To examine the effects in patient-derived model systems, we conducted additional tests combining FLIX5 with vincristine or vinorelbine using neuroblastoma patient-derived xenograft (PDX)-derived organoids, LU-NB-1 and LU-NB-2 [20]. These models retain the chromosomal aberrations, protein markers characteristic of neuroblastoma, and tumorigenic and metastatic capabilities when reimplanted in vivo, making them especially suitable for evaluating drug efficacy [44]. Used the web-based program SynergyFinder [15] and the software MacSynergy™ II [22], we observed a stable synergistic effect of FLIX5 with vincristine (Fig. 6F, G, Supplementary Fig. 6F, G) and an additive effect with vinorelbine (Supplementary 6H, I).

Role of EPLIN in medulloblastoma

Since FLIX5 demonstrated promising cytotoxicity against both human and mouse-derived medulloblastoma cells, while maintaining a significant therapeutic window relative to human dermal fibroblast cells (Fig. 1D), we hypothesized that EPLIN may play a similar role in medulloblastoma as previously observed in neuroblastoma. To investigate this, we generated EPLIN knockout DAOY cells using CRISPR-Cas9 (Supplementary Fig. 7A), but EPLIN was still expressed at the mRNA level. We observed a modest increase in the growth rate of EPLIN KO clones compared to the parental cells (Supplementary Fig. 7B), suggesting that loss of EPLIN may enhance medulloblastoma cell proliferation.
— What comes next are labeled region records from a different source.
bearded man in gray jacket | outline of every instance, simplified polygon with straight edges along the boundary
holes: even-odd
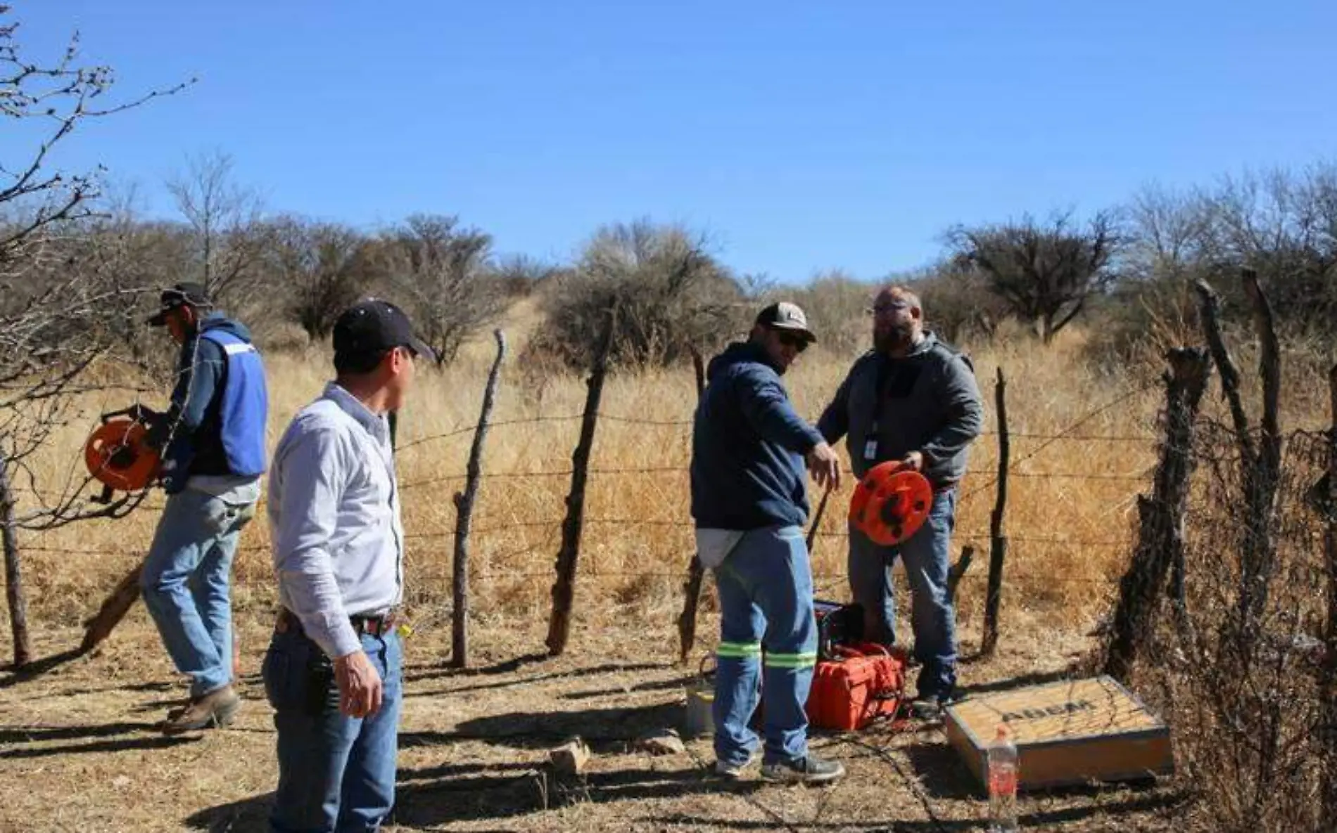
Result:
[[[956,613],[947,573],[957,485],[984,411],[969,359],[924,328],[915,292],[886,287],[870,312],[873,350],[854,362],[817,430],[829,443],[845,438],[856,477],[900,461],[933,487],[924,526],[896,546],[880,546],[849,529],[850,590],[864,607],[865,635],[876,642],[896,642],[892,566],[897,558],[905,563],[915,658],[921,663],[915,709],[928,714],[951,701],[956,687]]]

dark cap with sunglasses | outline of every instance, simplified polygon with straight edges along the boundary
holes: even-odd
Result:
[[[374,363],[394,347],[406,347],[413,355],[436,358],[432,347],[413,334],[409,316],[386,300],[360,300],[334,322],[336,362],[345,359],[354,364]]]
[[[798,344],[802,347],[817,340],[813,331],[808,328],[808,316],[798,308],[798,304],[789,303],[787,300],[773,303],[758,312],[757,323],[769,330],[793,332],[801,339]]]

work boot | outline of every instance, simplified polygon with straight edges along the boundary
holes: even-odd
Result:
[[[237,696],[231,685],[214,689],[209,694],[191,697],[190,705],[180,710],[168,713],[162,724],[163,734],[180,734],[198,729],[222,728],[233,722],[233,716],[242,705],[242,698]]]
[[[845,766],[840,761],[828,761],[809,754],[797,761],[773,761],[762,764],[762,781],[778,781],[781,784],[830,784],[845,774]]]

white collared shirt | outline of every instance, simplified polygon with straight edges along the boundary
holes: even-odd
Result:
[[[269,481],[279,602],[330,657],[361,650],[350,615],[404,595],[389,422],[330,382],[287,426]]]

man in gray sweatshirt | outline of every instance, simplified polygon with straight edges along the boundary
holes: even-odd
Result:
[[[873,350],[854,362],[817,430],[829,443],[845,437],[856,477],[884,461],[901,461],[933,486],[929,517],[900,545],[880,546],[849,529],[850,590],[873,641],[896,641],[892,566],[897,558],[905,562],[915,657],[923,665],[915,705],[925,713],[948,702],[956,687],[956,614],[947,571],[957,483],[984,412],[969,360],[924,330],[915,292],[886,287],[870,312]]]

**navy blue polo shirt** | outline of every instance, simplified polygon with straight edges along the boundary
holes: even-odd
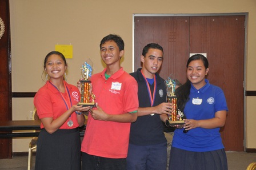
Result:
[[[141,68],[131,73],[138,82],[139,107],[151,107],[147,85],[143,77]],[[157,91],[153,106],[166,102],[166,90],[165,80],[156,74]],[[158,114],[138,117],[135,122],[131,124],[130,143],[137,145],[150,145],[166,142],[163,131],[163,124]]]

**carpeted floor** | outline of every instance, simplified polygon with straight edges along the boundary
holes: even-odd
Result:
[[[229,152],[227,152],[227,156],[229,170],[246,170],[250,163],[256,162],[256,153]],[[34,169],[35,156],[33,159],[31,170]],[[27,169],[27,156],[14,156],[11,159],[0,159],[0,169]]]

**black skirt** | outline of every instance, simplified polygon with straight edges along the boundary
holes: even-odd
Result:
[[[227,170],[224,149],[193,152],[171,147],[169,170]]]
[[[37,143],[35,170],[80,170],[81,140],[78,128],[58,129],[52,134],[45,129]]]

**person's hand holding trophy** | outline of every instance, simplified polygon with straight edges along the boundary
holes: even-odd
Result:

We further analyzed two medulloblastoma datasets with available survival data using the same expression cutoff method in Fig. 3D, but found no significant differences in overall survival between high and low EPLIN expression groups (Supplementary Fig. 7C). This lack of association may be due to the molecular heterogeneity across medulloblastoma subgroups [45]. To explore this possibility, we re-analyzed data from the Hugene11t platform (GEO ID: GSE85217), which includes 763 primary medulloblastoma samples classified into Group 3, Group 4, WNT, and SHH subtypes. Within the SHH subgroup, lower EPLIN expression was significantly associated with poorer overall survival (n = 172, p = 0.018, Supplementary Fig. 7D), suggesting a potential subtype-specific role of EPLIN in medulloblastoma progression.

Data sharing statement

The data supporting the findings of this study were included in the main and supplementary materials. Further information regarding this study is available from the corresponding author upon reasonable request.

Competing interests

The authors declare no competing interests.

Ethics approval

Neuroblastoma PDX-derived cells LU-NB-1 and LU-NB-2, obtained from Professor Daniel Bexell (ethic approve ref. no. 2016/1055, 2018/155). All methods were performed in accordance with the relevant guidelines and regulations. This study did not include any animal work. This study did not include human research participants. No remaining ethical issues warrant consideration.